To study the transcriptional regulation of Aox1, the major alternative oxidase (AOX) gene, we fused 1072 bp of its promoter to the promoterless arylsulfatase reporter gene. We find that the reporter is strongly activated when cells are shifted from a medium containing ammonium to one containing nitrate but is unresponsive to treatments known to induce Aox1 in higher plants – H2O2, antimycin A and cold stress.

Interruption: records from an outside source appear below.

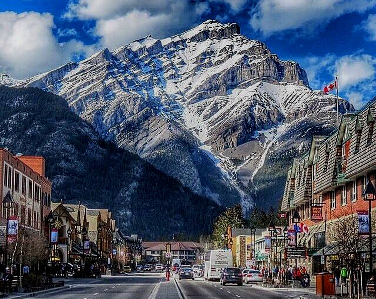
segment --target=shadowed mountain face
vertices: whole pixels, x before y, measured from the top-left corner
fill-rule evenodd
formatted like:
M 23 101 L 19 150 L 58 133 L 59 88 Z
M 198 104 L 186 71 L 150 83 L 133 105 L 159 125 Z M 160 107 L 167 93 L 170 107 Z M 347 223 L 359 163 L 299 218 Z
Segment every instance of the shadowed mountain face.
M 335 98 L 312 90 L 298 64 L 215 21 L 7 80 L 62 96 L 103 139 L 245 210 L 275 206 L 292 157 L 335 123 Z M 341 111 L 352 109 L 340 99 Z
M 211 231 L 216 203 L 104 141 L 62 98 L 0 86 L 0 147 L 44 157 L 54 201 L 109 208 L 125 233 L 147 240 Z

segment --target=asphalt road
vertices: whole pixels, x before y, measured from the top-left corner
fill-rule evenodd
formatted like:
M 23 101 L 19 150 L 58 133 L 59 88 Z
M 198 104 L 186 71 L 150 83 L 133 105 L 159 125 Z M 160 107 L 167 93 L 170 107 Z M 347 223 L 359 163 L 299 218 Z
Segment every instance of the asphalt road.
M 302 291 L 291 292 L 266 290 L 252 285 L 235 284 L 221 286 L 219 282 L 207 282 L 203 279 L 177 280 L 186 299 L 292 299 L 316 298 L 315 296 Z
M 41 294 L 43 299 L 147 299 L 161 280 L 160 273 L 130 273 L 66 282 L 72 288 Z

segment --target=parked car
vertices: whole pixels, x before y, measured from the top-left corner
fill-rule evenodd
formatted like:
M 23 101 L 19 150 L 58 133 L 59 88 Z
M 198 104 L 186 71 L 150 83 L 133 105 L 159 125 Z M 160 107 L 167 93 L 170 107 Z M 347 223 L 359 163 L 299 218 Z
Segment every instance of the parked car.
M 257 283 L 263 281 L 263 275 L 260 270 L 250 270 L 248 271 L 245 277 L 244 282 L 246 284 Z
M 155 265 L 155 271 L 163 271 L 163 265 L 162 265 L 162 264 L 157 264 Z
M 250 269 L 243 269 L 242 270 L 242 278 L 243 278 L 243 281 L 244 282 L 246 278 L 246 275 L 247 275 L 247 274 L 248 273 L 248 271 L 249 271 Z
M 191 267 L 182 267 L 180 269 L 179 279 L 181 279 L 182 278 L 188 278 L 192 280 L 195 280 L 195 274 Z
M 226 267 L 221 273 L 220 283 L 224 286 L 226 284 L 237 284 L 243 286 L 242 272 L 239 268 Z

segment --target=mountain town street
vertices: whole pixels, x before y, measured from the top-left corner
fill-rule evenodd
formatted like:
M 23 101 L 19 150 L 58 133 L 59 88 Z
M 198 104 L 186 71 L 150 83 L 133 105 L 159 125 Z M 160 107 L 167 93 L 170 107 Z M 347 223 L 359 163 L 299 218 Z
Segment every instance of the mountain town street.
M 101 279 L 65 280 L 64 289 L 36 294 L 41 299 L 314 299 L 317 297 L 307 289 L 272 290 L 256 285 L 221 286 L 219 282 L 208 282 L 203 278 L 194 281 L 165 278 L 165 273 L 133 273 Z M 14 294 L 8 297 L 23 298 Z

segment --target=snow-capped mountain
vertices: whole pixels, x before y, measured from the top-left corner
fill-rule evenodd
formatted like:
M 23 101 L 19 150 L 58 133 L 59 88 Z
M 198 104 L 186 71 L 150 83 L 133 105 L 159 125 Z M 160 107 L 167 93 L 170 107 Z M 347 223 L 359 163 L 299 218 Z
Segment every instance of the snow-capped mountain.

However, induction of Aox1 by all these factors was found when changes in gene expression were monitored using RNA blot analysis. Our data suggest that transcriptional upregulation of Aox1 by H2O2, antimycin A and cold‐stress requires one or more enhancers which are not found in the proximal promoter region of the gene. Interestingly, while nitrate, H2O2 and cold stress result in increased AOX abundance and increased alternative pathway respiration, these changes are not seen when cells are treated with antimycin A. We find that H2O2, antimycin A and cold‐stress result in an increase in intracellular reactive oxygen species (ROS) but that a significant change in ROS does not occur when cells are shifted into a medium‐containing nitrate. Overall, our data are consistent with there being two distinct pathways regulating Aox1 transcription and AOX abundance in Chlamydomonas reinhardtii: one in response to oxidative stress and a second due to metabolic changes brought about by a shift in nitrogen source from ammonium to nitrate.